System Design

Design a Multi-MCU System

System design walkthrough: main controller with 3 peripheral MCUs for distributed sensor acquisition, inter-MCU communication, synchronization, and fault tolerance.

The Prompt

"Design a distributed sensor system for a manufacturing line. A main controller MCU coordinates 3 sensor MCUs, each monitoring different parameters (vibration, temperature, pressure). The main MCU aggregates data, runs analysis, and reports to a supervisory system via Ethernet."
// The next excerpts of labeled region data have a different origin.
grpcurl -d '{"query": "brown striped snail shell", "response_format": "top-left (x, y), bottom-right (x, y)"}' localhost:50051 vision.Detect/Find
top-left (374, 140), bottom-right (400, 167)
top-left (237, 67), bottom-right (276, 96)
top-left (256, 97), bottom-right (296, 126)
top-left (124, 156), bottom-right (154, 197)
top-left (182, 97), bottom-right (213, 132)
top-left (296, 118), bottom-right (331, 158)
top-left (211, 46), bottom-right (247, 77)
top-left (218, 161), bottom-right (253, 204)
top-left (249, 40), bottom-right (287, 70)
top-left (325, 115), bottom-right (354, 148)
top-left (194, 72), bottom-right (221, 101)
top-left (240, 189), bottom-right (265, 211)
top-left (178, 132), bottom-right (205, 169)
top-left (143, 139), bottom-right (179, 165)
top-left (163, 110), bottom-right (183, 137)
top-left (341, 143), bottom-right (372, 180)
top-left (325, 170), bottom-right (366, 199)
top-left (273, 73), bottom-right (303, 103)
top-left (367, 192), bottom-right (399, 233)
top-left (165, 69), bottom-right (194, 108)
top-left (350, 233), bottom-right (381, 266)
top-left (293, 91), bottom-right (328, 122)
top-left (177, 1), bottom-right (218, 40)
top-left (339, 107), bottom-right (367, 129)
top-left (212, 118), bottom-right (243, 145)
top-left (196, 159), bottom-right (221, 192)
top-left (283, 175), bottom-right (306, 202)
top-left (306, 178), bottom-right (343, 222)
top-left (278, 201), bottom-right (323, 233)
Requirements Clarification

CategoryRequirementDetail
FunctionalSensor typesVibration (accelerometer), temperature (thermocouple), pressure (piezo)
AggregationMain MCU collects all sensor data each cycle
ReportingMain MCU sends aggregated data to supervisory system via Ethernet
UpdateFirmware updates pushed from main MCU to sensor MCUs
Non-functionalSynchronizationAll sensor MCUs sample within 100 us of each other
Fault toleranceSystem continues operating if one sensor MCU fails
ReplaceabilitySensor modules field-replaceable without powering down main MCU
LatencyUnder 10 ms from sample acquisition to supervisory report

Architecture Overview

text
┌───────────────────┐
│ Sensor MCU 1 │
│ (Vibration) │──────┐
│ Cortex-M0+ │ │
└───────────────────┘ │
│ CAN Bus
┌───────────────────┐ │ (1 Mbit/s)
│ Sensor MCU 2 │ │
│ (Temperature) │──────┤
│ Cortex-M0+ │ │
└───────────────────┘ │
┌───────────────────┐ │
│ Sensor MCU 3 │ │
│ (Pressure) │──────┘
│ Cortex-M0+ │ │
└───────────────────┘ │
┌──────┴──────────┐
│ Main MCU │
│ (Cortex-M7) │
│ │
│ Aggregation │
│ Analysis │
│ Ethernet │
└────────┬────────┘
┌──────┴──────┐
│ Supervisory │
│ System │
└─────────────┘

Component Deep Dive

Inter-MCU Communication Protocol Selection

ProtocolSpeedTopologyAddressingCable LengthFault ToleranceComplexity
SPIUp to 50 MHzMaster-slaveCS lines (1 per slave)Under 30 cmPoor (shared bus)Low
I2CUp to 3.4 MHzMulti-master possible7/10-bit addressUnder 1 mModerateLow
CANUp to 1 Mbit/sMulti-master11/29-bit message IDUp to 40 m at 1 Mbit/sExcellent (differential, error frames)Medium
UARTUp to 3 Mbit/sPoint-to-pointNone (1:1 only)Under 15 m (RS-485)PoorLow

Decision: CAN bus at 1 Mbit/s.

Rationale:

  • Multi-drop: All 3 sensor MCUs plus the main MCU share one bus. Adding a 4th sensor MCU means just connecting it — no extra CS lines or UART ports.
  • Fault tolerant: Differential signaling rejects noise. Built-in error detection (CRC, bit stuffing, ACK). A faulty node auto-isolates via bus-off state.
  • Message-based with priority: CAN arbitration gives lower message IDs higher priority. Emergency messages always win.
  • Distance: Manufacturing lines can span meters. CAN handles 40 m at 1 Mbit/s easily.

Message Protocol Design

Message Types

Message TypeDirectionFrequencyCAN ID RangePayload
Emergency alertSensor to MainAsync0x010 - 0x01FError code (2 B) + value (4 B)
CommandMain to SensorOn-demand0x100 - 0x1FFCommand ID (1 B) + params (7 B)
Sensor dataSensor to MainEvery 1 ms0x200 - 0x2FFSensor readings (6-8 B)
HeartbeatSensor to MainEvery 100 ms0x700 - 0x7FFStatus byte (1 B) + uptime (4 B)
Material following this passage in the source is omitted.